La diócesis de Huesca cuenta con un nuevo sacerdote. Marcos Eduardo Rivera Lazo ha sido ordenado este domingo 14 de junio de 2026 en una celebración que ha tenido lugar en la catedral y ha estado presidida por nuestro obispo, el padre Pedro Aguado Cuesta. Diácono desde el año pasado, el ejercicio del sacerdocio hace que desde ahora se configure en Cristo de tal manera que pueda actuar como representante de Él desempeñando las funciones de enseñar, santificar y regir en fiel comunión con el obispo y en estrecha unión con los presbíteros y demás miembros del Pueblo de Dios.
Durante el rito, Marcos manifestó públicamente su deseo de querer recibir el ministerio del presbiterado y de cumplir los compromisos que de aquí se derivan: ayudar con caridad y humildad al orden episcopal en el servicio del pueblo cristiano; exponer la fe católica con dedicación y sabiduría; presidir con piedad y fidelidad los misterios de Cristo; vivir el celibato como signo de la propia consagración total a Cristo; cumplir fielmente la oración de la Liturgia de las Horas por la Iglesia y por el mundo entero, conformar totalmente la propia vida a Jesucristo y obedecer de modo filial a nuestro obispo y sus sucesores.
Tras esto, se llevó a cabo el rezo de las letanías con Marcos postrado en tierra en señal de humildad, de amor y de donación a Dios que le ha llamado. La imposición de manos del padre Pedro y la oración consecratoria hicieron que el nuevo presbítero recibiese el Espíritu Santo para servir a los hombres. Concluida la plegaria de ordenación, al nuevo presbítero se le revistió con los ornamentos sacerdotales. Ungido con el santo crisma, el obispo entregó al nuevo sacerdote la patena con el pan y el cáliz con el vino. Este gesto indica que el sacerdote está ordenado para celebrar el sacrificio eucarístico y que él mismo participa en el sufrimiento y la cruz redentora del Señor.
En su homilía, el obispo reflexionó acerca de que con la celebración «nos unimos a su profunda alegría» y a la de aquellos a los que acompaña, familiares, amigos y toda la diócesis.
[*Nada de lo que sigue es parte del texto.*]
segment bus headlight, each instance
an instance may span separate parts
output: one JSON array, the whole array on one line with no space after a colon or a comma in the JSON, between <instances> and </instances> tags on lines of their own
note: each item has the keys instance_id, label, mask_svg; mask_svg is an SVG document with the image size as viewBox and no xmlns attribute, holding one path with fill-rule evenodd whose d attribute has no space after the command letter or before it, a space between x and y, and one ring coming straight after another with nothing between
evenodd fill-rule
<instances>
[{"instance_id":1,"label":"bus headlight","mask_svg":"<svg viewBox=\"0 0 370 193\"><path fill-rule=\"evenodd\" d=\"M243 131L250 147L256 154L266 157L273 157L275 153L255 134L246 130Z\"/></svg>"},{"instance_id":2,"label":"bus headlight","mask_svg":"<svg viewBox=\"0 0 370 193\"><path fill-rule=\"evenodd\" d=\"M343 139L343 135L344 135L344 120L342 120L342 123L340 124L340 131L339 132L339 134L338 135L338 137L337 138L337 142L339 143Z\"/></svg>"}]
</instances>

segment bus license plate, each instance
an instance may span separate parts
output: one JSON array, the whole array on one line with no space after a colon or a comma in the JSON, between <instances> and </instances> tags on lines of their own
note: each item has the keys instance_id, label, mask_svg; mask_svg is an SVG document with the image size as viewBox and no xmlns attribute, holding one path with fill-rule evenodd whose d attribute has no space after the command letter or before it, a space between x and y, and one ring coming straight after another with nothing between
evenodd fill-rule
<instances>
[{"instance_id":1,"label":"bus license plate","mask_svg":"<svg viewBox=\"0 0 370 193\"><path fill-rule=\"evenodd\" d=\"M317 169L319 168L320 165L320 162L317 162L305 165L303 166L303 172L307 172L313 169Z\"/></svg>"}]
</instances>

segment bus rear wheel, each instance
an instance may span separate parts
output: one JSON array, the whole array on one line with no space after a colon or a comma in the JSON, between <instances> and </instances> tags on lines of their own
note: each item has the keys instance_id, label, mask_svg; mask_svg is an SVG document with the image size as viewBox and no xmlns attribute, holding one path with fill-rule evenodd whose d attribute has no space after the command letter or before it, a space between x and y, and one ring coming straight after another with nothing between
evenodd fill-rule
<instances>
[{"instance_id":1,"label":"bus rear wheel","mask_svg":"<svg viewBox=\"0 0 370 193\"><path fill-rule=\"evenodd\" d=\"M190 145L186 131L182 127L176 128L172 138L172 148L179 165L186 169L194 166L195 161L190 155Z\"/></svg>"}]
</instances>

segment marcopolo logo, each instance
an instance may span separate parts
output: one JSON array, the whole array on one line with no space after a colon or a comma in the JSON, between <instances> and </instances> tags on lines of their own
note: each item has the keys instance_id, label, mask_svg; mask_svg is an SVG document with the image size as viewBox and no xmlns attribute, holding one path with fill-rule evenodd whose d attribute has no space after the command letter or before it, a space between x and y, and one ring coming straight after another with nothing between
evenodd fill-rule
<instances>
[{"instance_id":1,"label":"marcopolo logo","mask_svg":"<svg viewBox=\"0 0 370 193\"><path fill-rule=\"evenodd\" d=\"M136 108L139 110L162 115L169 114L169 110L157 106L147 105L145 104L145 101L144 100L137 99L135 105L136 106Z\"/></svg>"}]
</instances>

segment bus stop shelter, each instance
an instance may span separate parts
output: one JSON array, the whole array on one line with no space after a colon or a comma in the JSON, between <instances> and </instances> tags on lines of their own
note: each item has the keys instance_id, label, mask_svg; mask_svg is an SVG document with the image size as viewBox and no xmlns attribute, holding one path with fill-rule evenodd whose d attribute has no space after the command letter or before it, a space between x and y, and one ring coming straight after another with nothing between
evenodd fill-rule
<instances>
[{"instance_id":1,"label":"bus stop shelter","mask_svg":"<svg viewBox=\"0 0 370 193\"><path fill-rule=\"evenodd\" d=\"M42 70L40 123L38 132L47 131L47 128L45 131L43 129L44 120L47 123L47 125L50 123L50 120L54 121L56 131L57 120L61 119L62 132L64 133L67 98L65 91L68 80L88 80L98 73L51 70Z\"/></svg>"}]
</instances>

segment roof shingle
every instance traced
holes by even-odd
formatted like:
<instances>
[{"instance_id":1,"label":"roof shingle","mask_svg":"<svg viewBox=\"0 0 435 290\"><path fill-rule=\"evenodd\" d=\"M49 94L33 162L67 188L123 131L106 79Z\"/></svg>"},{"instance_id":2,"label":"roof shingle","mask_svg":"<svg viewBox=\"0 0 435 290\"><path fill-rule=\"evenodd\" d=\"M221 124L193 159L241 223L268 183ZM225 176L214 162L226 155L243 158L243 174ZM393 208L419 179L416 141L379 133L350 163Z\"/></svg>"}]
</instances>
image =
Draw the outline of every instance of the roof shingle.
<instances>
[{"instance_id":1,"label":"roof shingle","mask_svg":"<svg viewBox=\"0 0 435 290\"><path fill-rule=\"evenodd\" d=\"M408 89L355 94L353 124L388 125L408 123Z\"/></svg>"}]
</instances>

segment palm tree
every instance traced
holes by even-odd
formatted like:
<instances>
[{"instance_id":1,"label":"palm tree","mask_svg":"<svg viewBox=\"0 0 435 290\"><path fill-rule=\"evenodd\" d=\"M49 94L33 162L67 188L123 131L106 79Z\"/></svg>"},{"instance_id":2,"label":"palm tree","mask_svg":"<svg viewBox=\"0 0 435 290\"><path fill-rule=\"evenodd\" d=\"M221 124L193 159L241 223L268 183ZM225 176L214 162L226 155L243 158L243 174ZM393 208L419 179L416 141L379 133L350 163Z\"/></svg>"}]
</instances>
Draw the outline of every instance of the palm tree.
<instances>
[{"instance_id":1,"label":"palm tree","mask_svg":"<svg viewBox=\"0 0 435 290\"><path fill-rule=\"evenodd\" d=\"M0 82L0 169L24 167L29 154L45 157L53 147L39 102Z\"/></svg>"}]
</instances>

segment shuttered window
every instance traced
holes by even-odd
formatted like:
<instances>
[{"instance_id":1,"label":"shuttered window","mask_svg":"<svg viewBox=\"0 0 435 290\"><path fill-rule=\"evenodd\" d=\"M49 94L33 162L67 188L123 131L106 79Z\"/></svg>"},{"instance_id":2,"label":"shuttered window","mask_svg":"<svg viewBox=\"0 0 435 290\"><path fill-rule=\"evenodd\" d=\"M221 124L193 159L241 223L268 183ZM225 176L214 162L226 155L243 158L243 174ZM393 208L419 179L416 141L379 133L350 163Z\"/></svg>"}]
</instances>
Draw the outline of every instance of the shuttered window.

Jesús tiene «pasión por las vocaciones» y «el fruto de la oración es el cambio de nuestro corazón». La misión de Marcos es «apasionante», y ha sido elegido «por el amor de Dios».
Ser sacerdote es «tener claras y vivir las prioridades de Jesús»: misericordia, predicación del Evangelio, tiempo invertido con los discípulos y la comunidad y la oración. «Si lo haces, serás un sacerdote conforme al corazón de Dios. Sé misericordioso», le aconsejó. Está llamado a sanar «desde su propia fragilidad».
A la vez, deberá tener «la fortaleza del que se sabe pequeño pero está sostenido por Dios». Es una vocación «incompatible con la arrogancia» y «la comunidad te acompañará, sostendrá y rezará». La Iglesia necesita nuevos sacerdotes, «hemos de plantear la vocación sacerdotal a los jóvenes con amor, confianza y sin anestesia».
Este lunes 15 de junio, Marcos Eduardo Rivera Lazo oficiará su primera misa, a las 18:30 h. en la iglesia de san Vicente el Real, misa votiva del Sagrado Corazón de Jesús. A partir del mes de septiembre comenzará su labor pastoral en el Arciprestazgo de Monegros.